Il contesto e i fatti

La sentenza riguarda una controversia in materia di appalti pubblici sanitari originata dalla procedura di gara indetta dall'Azienda Socio Sanitaria Territoriale dei Sette Laghi di Varese per l'affidamento dei servizi di manutenzione e fornitura di materiali di consumo relativi alle apparecchiature di laboratorio. Abbott S.r.l., società concorrente che aveva partecipato alla procedura, ha proposto ricorso avverso la determinazione dirigenziale numero 1196 del 20 settembre 2022 con cui l'Amministrazione aveva aggiudicato il lotto 1 del servizio Corelab a Beckman Coulter S.r.l. per un importo complessivo di spesa pari a 9.660.171,73 euro su una durata di sei anni con opzione di rinnovo per ulteriore anno. Il ricorso è stato integrato con tre distinti motivi aggiunti e ha contestato tanto la legittimità della procedura di valutazione delle offerte tecniche, attraverso la richiesta di annullamento dei verbali della commissione giudicatrice, quanto il diritto di accesso ai documenti amministrativi della procedura, nonché ha avanzato una complessiva domanda di risarcimento dei danni derivante dall'illegittima esclusione dalla gara. Nel corso del giudizio è intervenita anche Roche Diagnostics S.p.A. quale parte ad adiuvandum e Beckman Coulter ha proposto ricorso incidentale, mentre su una delle istanze di Abbott è stata dichiarata la cessazione della materia del contendere con ordinanza successiva.

Il quadro normativo

La controversia si colloca nell'ambito della disciplina degli appalti pubblici di cui al decreto legislativo numero 50 del 2016, il quale regola le procedure di affidamento dei contratti pubblici, prevedendo in particolare per i servizi ad alta spesa come quelli sanitari l'utilizzo di procedute aperte con selezione competitiva dei fornitori. La procedura impugnata era stata svolta ai sensi dell'articolo 60 del codice dei contratti pubblici attraverso la piattaforma informatica regionale Sintel, quale strumento di trasparenza e gestione digitale della gara, e prevedeva rigidi protocolli di valutazione delle offerte tecniche da parte di una commissione giudicatrice appositamente costituita.
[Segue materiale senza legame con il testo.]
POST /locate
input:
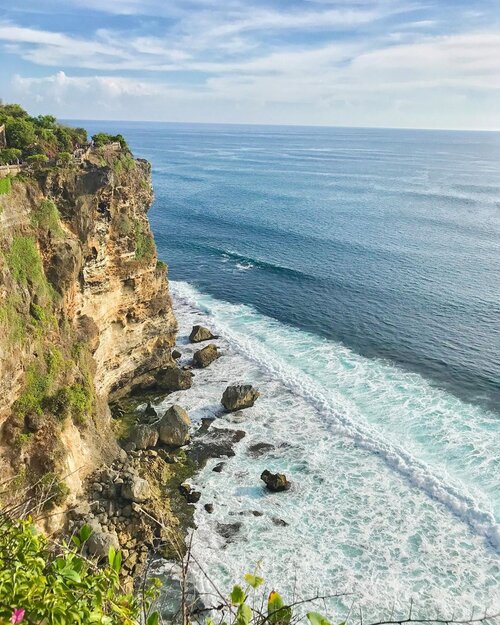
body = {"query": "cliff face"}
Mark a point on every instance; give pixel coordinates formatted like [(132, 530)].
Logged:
[(84, 314)]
La legittimità della procedura amministrativa, le modalità di valutazione delle offerte, il corretto esercizio del diritto di accesso agli atti e la legittimazione processuale delle parti a stare in giudizio costituiscono i principali ambiti normativi entro cui si inscrive la presente controversia, disciplinati tanto dal codice dei contratti pubblici quanto dal codice del processo amministrativo, che definisce i criteri di ammissibilità del ricorso e gli obblighi procedurali delle parti.

La questione giuridica

Il giudizio è stato caratterizzato dal confluire di più questioni giuridiche tra loro connesse ma autonome: innanzitutto la legittimità tecnica e procedurale della valutazione delle offerte tecniche effettuata dalla commissione giudicatrice, con particolare riferimento ai criteri di valutazione applicati e alla loro corretta documentazione nei verbali; in secondo luogo il diritto di accesso ai documenti amministrativi della procedura, questione rispetto alla quale si è poi verificata la cessazione della materia del contendere; infine la possibilità che la società ricorrente potesse ottenere il risarcimento dei danni conseguenti all'illegittima esclusione dalla gara qualora l'amministrazione avesse commesso violazioni normative nella conduzione della procedura stessa. Parallelamente si poneva la questione della legittimazione processuale di Roche Diagnostics a stare in giudizio ad adiuvandum di Beckman Coulter, essendo quest'ultima una società non concorrente ma meramente interessata all'esito della gara.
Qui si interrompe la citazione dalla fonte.